Kane also wrote to GM CEO Fritz Henderson in early September, suggesting that GM ought to be an active participant in undoing the damage. While GM did remove the erroneous information from its Certified GM website, many GM dealers continued to advertise the Impalas as having the standard feature. Kane asked GM to re-brand the altered vehicles “to alert all future purchasers and dealers that this safety equipment was not included.” SRS’s request also called on GM to immediately “change its advertising and marketing materials to reflect that the feature is not standard, and that you alert all dealers and car buyer’s guide organizations of this anomaly on the 2006 through 2008 Impala, 2008 through 2009 Cobalt and any other vehicles that GM has marketed with “standard” side curtain airbags that were offered to fleet buyers without the feature.”

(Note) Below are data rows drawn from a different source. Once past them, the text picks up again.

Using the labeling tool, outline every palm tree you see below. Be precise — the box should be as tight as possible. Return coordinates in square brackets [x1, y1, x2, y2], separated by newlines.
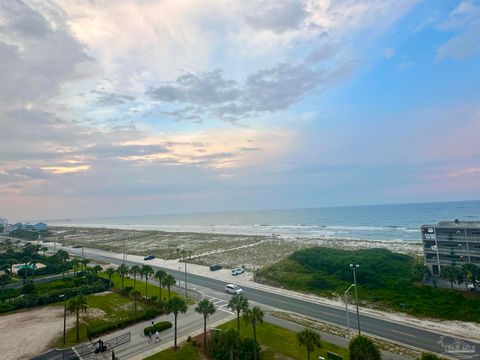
[163, 274, 176, 300]
[155, 269, 167, 303]
[195, 299, 216, 352]
[441, 266, 459, 288]
[22, 256, 31, 283]
[130, 265, 140, 290]
[462, 263, 478, 289]
[412, 263, 431, 286]
[243, 306, 264, 360]
[71, 259, 79, 277]
[130, 290, 142, 319]
[106, 267, 115, 286]
[349, 335, 381, 360]
[140, 265, 154, 298]
[81, 258, 90, 270]
[228, 294, 249, 332]
[92, 265, 102, 276]
[117, 264, 129, 291]
[67, 294, 88, 342]
[167, 296, 188, 350]
[297, 329, 321, 360]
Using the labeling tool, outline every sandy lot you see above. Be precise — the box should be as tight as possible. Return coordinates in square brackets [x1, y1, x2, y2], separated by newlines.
[0, 306, 74, 360]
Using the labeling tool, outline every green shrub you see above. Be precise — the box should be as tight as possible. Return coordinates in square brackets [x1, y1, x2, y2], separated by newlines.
[256, 247, 480, 322]
[143, 321, 173, 336]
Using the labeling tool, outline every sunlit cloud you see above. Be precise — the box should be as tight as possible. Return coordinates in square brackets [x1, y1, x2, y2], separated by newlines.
[41, 165, 91, 174]
[448, 167, 480, 178]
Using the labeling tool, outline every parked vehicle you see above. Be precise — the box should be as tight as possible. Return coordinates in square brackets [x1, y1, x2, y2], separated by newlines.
[231, 268, 245, 275]
[144, 255, 155, 260]
[209, 264, 222, 271]
[225, 284, 243, 294]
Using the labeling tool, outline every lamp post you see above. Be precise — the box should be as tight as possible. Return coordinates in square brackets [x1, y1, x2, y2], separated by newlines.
[182, 250, 192, 298]
[344, 283, 355, 339]
[59, 294, 67, 345]
[349, 263, 361, 335]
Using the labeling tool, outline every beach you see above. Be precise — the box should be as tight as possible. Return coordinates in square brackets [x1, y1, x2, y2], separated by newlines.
[51, 226, 423, 271]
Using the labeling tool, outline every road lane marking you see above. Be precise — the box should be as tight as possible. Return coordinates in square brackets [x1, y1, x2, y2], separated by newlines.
[391, 329, 415, 337]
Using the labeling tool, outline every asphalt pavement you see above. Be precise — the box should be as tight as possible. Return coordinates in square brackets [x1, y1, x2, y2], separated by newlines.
[43, 243, 480, 360]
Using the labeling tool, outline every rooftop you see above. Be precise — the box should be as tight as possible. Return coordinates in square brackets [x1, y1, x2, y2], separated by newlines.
[421, 220, 480, 228]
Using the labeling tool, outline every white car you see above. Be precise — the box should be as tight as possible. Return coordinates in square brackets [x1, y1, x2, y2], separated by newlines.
[231, 268, 245, 276]
[225, 284, 243, 294]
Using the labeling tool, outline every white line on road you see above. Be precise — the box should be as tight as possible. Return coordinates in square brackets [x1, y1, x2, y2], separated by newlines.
[391, 329, 415, 338]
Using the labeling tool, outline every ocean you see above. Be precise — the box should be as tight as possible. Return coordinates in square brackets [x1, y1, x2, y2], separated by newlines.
[48, 200, 480, 242]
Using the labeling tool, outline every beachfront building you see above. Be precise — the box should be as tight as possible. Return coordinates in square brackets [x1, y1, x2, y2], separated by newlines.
[422, 220, 480, 276]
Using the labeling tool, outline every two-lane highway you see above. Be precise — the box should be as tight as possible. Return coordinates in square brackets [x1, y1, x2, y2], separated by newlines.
[56, 245, 480, 359]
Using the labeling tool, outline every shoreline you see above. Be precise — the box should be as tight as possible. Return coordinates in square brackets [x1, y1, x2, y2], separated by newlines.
[50, 222, 423, 243]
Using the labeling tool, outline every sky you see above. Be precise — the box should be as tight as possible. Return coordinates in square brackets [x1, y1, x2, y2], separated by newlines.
[0, 0, 479, 221]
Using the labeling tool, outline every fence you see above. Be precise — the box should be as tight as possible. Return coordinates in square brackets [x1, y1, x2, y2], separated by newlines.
[33, 332, 131, 360]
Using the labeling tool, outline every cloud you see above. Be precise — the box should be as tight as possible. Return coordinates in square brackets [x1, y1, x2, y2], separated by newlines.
[147, 60, 353, 122]
[90, 90, 135, 106]
[0, 0, 90, 108]
[436, 1, 480, 60]
[448, 167, 480, 177]
[0, 167, 51, 184]
[244, 0, 309, 32]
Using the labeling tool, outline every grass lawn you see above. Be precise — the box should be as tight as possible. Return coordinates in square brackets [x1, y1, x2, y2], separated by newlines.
[143, 343, 201, 360]
[99, 272, 179, 302]
[60, 292, 143, 347]
[219, 319, 349, 360]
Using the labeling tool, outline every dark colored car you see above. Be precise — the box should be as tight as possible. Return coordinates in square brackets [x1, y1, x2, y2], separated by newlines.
[209, 264, 222, 271]
[144, 255, 155, 260]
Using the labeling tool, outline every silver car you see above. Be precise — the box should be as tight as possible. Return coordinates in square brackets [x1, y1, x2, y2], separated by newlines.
[225, 283, 243, 294]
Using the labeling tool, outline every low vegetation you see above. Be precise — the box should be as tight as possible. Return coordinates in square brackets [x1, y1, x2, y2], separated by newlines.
[218, 318, 349, 360]
[144, 343, 201, 360]
[0, 273, 110, 313]
[255, 247, 480, 322]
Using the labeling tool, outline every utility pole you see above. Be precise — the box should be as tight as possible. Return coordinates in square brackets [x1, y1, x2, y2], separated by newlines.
[350, 263, 361, 335]
[344, 283, 355, 339]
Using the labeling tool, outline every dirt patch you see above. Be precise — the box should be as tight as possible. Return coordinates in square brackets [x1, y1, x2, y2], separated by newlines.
[0, 305, 74, 360]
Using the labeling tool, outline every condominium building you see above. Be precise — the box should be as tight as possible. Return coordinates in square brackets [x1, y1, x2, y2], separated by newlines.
[422, 220, 480, 276]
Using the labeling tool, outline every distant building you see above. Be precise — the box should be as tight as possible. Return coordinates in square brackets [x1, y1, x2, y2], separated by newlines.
[34, 222, 48, 231]
[0, 217, 8, 227]
[422, 220, 480, 276]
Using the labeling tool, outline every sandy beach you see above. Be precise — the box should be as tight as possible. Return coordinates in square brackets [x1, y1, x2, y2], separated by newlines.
[51, 226, 423, 271]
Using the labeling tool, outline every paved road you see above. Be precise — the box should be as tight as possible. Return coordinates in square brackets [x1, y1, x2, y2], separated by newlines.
[48, 245, 480, 359]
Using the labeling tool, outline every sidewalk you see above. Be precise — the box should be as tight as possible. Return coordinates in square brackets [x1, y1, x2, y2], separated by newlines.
[82, 305, 234, 360]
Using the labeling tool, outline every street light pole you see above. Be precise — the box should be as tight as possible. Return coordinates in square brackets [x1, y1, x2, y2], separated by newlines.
[344, 283, 355, 339]
[350, 263, 361, 335]
[59, 294, 67, 345]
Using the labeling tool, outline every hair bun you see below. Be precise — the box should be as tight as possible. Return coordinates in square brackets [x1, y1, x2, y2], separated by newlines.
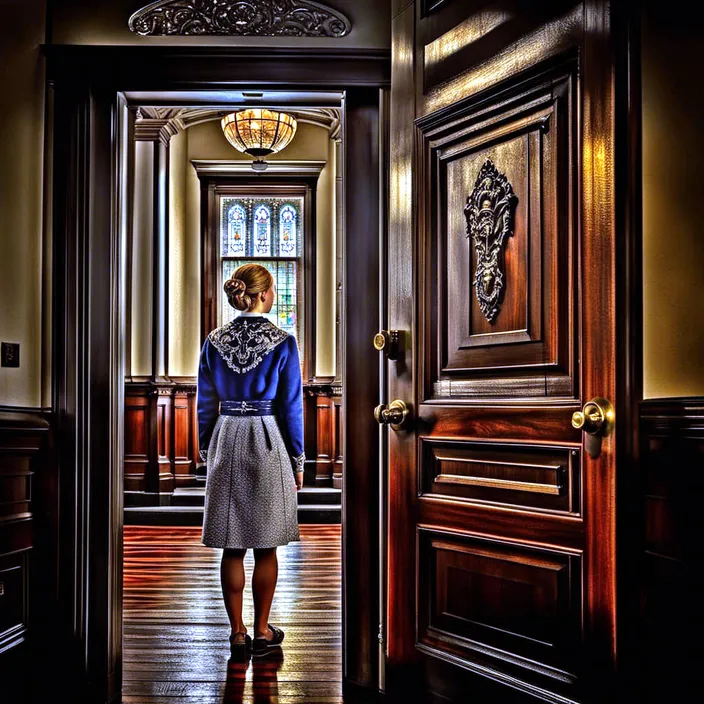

GM replied the following day, denying that the status of safety feature was ever hidden from buyers:
“When modifications or deletes are made to a GM vehicle for fleet purchase, the deleted equipment is clearly marked on the original window sticker as well as on the invoice. In GM-sponsored closed auctions, the content of each GM vehicle is fully disclosed,” said Brian Latouf, GM’s Director Global Structure & Safety Integration Center in a letter to SRS.
Otherwise, Latouf said, the information on how to tell if the vehicle actually contained the standard side airbag was tucked away in the owner’s manual. In the case of auctions outside of GM’s control, buyer beware, he added.
In addition, GM said that it had taken steps to prevent further misunderstandings, including: modifying its GM Certified website so that when a dealer printed the window sticker, the side airbag feature would no longer be automatically listed; contacted internet seller sites, such as AutoTrader.com, to inform them about the deletion for fleet vehicles; asked eBay to change its advertisements for all certified GM used vehicles. The manufacturer also asked dealers with GM certified used vehicles and third party providers to correct their window stickers for the affected vehicles.
SRS estimates that approximately 200,000 fleet vehicles have the deleted side curtain airbags despite GM’s assertion that the feature was standard.